AP World History Modern
Oceanic exploration, empire, trade, labor systems, the Columbian Exchange, and new global inequalities.
How did oceanic connections change the world after 1450?
Maritime technology and state sponsorship enabled voyages, which led to conquest, extraction, coerced labor, global trade, and new social hierarchies.
Connect technology, empire, labor, and trade instead of treating them as separate facts.
Caravels, carracks, galleons, lateen sails, sternpost rudders, magnetic compasses, and astrolabes helped ships travel farther.
European states sought trade routes, wealth, Christian expansion, and political competition.

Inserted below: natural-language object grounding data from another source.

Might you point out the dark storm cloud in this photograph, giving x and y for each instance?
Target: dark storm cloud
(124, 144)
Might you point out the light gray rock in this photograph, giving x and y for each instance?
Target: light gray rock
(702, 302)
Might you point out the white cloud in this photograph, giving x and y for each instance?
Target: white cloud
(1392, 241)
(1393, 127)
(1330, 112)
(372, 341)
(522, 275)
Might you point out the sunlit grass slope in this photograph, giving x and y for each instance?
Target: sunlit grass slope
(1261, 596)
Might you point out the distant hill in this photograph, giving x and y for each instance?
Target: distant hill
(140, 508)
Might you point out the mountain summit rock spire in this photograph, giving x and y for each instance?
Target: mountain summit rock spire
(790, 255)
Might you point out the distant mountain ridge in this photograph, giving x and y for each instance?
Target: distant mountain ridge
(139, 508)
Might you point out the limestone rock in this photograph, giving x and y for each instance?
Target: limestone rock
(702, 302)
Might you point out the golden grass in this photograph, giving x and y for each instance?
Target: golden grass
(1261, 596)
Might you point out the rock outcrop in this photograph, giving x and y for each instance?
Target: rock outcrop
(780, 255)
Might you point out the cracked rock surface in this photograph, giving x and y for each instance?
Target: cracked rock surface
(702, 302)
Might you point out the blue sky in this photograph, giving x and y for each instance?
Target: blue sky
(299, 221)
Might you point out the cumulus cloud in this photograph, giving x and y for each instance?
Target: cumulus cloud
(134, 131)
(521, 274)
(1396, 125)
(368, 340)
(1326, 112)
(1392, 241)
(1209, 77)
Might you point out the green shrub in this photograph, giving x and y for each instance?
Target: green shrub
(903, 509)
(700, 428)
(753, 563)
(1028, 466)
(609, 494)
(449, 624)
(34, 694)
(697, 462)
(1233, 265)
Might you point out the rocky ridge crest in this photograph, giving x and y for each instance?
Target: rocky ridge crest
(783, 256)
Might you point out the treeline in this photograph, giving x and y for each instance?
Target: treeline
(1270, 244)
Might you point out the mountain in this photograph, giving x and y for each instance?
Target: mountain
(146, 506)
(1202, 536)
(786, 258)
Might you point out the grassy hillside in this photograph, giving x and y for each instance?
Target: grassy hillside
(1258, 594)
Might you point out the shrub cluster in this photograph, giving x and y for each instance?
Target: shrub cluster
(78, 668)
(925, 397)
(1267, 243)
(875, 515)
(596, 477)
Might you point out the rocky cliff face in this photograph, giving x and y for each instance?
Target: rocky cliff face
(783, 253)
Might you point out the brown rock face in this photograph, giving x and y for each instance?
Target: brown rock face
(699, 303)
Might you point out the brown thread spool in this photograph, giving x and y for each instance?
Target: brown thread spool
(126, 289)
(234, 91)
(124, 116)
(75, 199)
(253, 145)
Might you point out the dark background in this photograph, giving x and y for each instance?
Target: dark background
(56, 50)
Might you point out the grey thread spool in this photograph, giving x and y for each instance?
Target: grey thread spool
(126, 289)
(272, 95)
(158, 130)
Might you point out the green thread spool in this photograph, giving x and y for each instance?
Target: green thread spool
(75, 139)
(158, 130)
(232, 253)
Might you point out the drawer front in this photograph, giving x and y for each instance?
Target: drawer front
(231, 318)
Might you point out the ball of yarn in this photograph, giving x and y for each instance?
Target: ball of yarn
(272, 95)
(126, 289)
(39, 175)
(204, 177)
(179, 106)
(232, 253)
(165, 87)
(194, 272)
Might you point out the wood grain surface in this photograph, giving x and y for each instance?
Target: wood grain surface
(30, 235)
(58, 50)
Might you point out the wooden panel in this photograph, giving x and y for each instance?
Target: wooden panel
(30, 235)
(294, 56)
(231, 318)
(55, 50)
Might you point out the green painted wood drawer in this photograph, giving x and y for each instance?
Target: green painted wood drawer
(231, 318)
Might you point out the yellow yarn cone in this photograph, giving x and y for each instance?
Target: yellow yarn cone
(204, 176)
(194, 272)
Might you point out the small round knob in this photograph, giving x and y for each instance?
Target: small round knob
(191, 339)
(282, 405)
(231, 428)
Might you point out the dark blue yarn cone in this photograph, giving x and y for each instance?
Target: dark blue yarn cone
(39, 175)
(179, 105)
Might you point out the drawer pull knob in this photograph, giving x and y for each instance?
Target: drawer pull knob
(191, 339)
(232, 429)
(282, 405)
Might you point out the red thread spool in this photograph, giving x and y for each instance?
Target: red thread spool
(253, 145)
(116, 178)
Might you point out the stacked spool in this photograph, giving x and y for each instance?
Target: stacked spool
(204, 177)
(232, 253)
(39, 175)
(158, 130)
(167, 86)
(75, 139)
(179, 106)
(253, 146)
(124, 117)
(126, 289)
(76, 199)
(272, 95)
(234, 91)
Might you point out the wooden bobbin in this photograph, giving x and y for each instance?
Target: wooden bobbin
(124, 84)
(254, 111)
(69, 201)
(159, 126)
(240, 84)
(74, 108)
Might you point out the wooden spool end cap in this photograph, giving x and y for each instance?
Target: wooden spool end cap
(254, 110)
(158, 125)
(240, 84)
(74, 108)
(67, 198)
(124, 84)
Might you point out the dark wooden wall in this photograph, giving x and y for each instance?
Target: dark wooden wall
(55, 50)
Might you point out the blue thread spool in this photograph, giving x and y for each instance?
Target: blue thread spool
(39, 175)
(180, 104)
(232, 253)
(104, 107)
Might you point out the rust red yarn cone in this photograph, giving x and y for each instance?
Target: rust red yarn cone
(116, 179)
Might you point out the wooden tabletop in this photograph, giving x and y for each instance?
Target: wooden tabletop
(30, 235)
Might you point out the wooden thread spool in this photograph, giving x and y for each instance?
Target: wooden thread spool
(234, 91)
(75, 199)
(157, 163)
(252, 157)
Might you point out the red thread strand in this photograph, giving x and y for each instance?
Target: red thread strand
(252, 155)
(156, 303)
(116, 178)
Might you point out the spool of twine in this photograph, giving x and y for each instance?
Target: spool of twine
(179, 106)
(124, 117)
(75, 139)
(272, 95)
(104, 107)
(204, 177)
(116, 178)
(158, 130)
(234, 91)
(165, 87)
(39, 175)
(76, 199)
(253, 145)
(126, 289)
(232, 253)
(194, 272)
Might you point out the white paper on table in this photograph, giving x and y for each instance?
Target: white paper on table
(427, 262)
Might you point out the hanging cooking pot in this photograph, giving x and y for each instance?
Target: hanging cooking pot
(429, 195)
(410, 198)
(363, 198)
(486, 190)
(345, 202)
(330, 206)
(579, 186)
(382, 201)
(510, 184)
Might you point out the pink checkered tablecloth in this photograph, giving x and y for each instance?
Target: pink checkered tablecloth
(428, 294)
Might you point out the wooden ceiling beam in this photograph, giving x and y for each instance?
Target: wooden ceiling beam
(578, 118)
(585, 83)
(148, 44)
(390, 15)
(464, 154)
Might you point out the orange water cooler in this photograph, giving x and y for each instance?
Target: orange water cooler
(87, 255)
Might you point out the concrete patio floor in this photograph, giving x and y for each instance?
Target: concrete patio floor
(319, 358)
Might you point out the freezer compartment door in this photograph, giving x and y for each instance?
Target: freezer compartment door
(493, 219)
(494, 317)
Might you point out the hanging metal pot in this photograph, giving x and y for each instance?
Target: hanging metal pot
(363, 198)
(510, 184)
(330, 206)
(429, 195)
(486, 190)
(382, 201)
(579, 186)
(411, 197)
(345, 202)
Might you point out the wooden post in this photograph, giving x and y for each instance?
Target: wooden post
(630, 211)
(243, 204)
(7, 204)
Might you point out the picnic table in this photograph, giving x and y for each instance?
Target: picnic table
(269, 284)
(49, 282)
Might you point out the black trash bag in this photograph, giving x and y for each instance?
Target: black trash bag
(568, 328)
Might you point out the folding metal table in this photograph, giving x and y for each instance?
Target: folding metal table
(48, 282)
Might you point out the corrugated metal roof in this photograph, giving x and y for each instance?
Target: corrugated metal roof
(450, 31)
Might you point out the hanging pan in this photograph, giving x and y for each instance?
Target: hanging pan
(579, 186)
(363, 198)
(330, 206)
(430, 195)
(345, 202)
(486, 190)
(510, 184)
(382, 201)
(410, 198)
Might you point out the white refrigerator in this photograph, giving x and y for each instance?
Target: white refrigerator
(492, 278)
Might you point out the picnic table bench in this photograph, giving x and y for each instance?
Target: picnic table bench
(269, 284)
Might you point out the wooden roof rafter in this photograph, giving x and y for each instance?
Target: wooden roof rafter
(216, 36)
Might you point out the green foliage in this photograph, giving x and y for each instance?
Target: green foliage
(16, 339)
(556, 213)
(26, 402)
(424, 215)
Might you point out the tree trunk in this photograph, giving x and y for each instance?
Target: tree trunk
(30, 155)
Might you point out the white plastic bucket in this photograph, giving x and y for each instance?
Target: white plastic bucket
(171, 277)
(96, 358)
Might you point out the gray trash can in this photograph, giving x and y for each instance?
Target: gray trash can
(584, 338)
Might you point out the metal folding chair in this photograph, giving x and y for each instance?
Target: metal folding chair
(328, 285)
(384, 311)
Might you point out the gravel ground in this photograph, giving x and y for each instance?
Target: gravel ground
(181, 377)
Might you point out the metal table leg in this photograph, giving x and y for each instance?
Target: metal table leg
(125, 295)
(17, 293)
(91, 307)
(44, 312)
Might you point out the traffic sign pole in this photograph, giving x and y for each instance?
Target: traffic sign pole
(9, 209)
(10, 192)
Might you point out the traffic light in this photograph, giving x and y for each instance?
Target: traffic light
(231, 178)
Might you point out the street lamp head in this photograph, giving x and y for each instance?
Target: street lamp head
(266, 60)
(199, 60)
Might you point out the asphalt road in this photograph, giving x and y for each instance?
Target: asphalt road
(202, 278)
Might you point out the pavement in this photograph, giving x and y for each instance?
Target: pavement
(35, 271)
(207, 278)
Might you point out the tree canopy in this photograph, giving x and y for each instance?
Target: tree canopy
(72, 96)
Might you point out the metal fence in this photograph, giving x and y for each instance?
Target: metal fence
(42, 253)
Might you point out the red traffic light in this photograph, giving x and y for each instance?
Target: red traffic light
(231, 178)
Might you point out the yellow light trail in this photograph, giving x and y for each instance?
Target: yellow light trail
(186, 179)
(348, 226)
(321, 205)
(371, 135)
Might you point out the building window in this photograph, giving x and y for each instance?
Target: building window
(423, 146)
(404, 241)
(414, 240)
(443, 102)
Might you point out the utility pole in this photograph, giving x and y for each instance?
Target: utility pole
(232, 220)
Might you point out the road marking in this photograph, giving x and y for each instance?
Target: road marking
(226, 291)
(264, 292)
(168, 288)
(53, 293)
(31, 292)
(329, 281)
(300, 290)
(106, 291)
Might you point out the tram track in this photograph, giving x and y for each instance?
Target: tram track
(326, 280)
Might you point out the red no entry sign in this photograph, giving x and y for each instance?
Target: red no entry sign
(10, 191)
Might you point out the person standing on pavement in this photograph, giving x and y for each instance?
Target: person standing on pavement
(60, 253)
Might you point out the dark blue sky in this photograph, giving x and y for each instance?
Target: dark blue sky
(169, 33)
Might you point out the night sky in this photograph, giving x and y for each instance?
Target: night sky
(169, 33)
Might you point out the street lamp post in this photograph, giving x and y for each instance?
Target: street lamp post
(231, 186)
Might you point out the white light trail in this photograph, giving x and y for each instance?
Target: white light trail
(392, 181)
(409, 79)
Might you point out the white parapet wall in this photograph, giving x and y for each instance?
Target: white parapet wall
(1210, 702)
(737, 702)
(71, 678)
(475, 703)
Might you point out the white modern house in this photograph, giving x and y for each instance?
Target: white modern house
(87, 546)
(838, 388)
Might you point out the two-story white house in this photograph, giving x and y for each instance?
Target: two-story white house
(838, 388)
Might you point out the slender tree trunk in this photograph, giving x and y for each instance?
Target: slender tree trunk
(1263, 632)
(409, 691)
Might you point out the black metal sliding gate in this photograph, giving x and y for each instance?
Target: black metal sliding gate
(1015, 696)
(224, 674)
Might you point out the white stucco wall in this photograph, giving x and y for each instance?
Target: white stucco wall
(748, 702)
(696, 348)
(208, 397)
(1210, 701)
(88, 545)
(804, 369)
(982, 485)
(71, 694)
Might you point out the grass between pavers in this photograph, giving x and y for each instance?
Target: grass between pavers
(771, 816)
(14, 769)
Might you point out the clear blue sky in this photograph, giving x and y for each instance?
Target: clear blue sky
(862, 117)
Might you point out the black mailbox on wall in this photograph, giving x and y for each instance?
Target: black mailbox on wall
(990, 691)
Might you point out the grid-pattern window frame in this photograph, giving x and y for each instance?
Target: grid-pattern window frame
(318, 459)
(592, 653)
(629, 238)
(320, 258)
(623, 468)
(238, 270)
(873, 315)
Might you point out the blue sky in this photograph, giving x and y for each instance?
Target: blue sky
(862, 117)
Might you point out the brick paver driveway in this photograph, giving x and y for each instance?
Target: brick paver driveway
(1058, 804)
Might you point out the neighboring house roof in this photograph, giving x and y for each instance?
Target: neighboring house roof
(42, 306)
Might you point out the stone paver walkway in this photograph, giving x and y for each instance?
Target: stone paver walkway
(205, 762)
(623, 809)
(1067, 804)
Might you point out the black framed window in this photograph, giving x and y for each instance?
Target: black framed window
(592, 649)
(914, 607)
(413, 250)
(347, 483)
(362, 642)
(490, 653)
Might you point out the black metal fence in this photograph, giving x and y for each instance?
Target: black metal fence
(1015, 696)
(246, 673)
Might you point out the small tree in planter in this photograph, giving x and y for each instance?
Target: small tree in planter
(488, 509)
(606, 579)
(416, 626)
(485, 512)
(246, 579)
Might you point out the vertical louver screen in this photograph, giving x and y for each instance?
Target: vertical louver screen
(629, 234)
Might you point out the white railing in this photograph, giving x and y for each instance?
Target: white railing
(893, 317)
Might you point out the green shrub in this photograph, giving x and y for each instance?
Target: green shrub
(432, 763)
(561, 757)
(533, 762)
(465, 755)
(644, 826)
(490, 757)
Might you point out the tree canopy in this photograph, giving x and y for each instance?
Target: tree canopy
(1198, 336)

Portugal built trading-post empires around Africa and into the Indian Ocean rather than immediately conquering huge inland territories.
Cortes and Pizarro used alliances with local enemies of the Mexica and Inca, military technology, horses, and disease to help defeat large empires.
Smallpox and other Afro-Eurasian diseases devastated Indigenous populations with no prior immunity.
Viceroys, missions, taxation, and labor systems helped Spain and Portugal extract wealth from American colonies.
American crops such as potatoes, maize, and cassava increased calories and supported population growth.
Horses, cattle, pigs, wheat, sugar, and diseases changed environments, diets, economies, and societies.
Plantations, mining, livestock, and new crops reshaped land use and labor demands.
Spanish colonists received rights to Indigenous labor and tribute while claiming to Christianize Indigenous people.
The Spanish adapted the Inca mita into coerced mining labor, especially for silver.
As Indigenous populations declined and plantation demand rose, Europeans expanded the forced migration of enslaved Africans across the Atlantic.
American silver connected Spanish America, Europe, and China through global markets. China's demand for silver made it a major global pull factor.
Companies such as the Dutch VOC and British EIC pooled risk and helped states and merchants expand overseas trade.
States tried to increase wealth and power by controlling colonies, exports, imports, and access to precious metals.
Spanish America developed categories based on ancestry, birthplace, and legal status, concentrating power among peninsulares and creoles.
Religion, language, food, and culture blended under unequal colonial conditions. This was not simple equal exchange.
Indigenous people, enslaved Africans, and colonists resisted through revolts, maroon communities, cultural persistence, and daily resistance.
European maritime expansion caused major changes in labor systems because plantation agriculture and silver mining created high demand for coerced labor.
Coerced labor existed before 1450, but the Atlantic slave trade expanded its scale and tied it more directly to global plantation economies.
Do not describe exploration as curiosity alone. Tie exploration to state power, trade competition, labor extraction, and empire.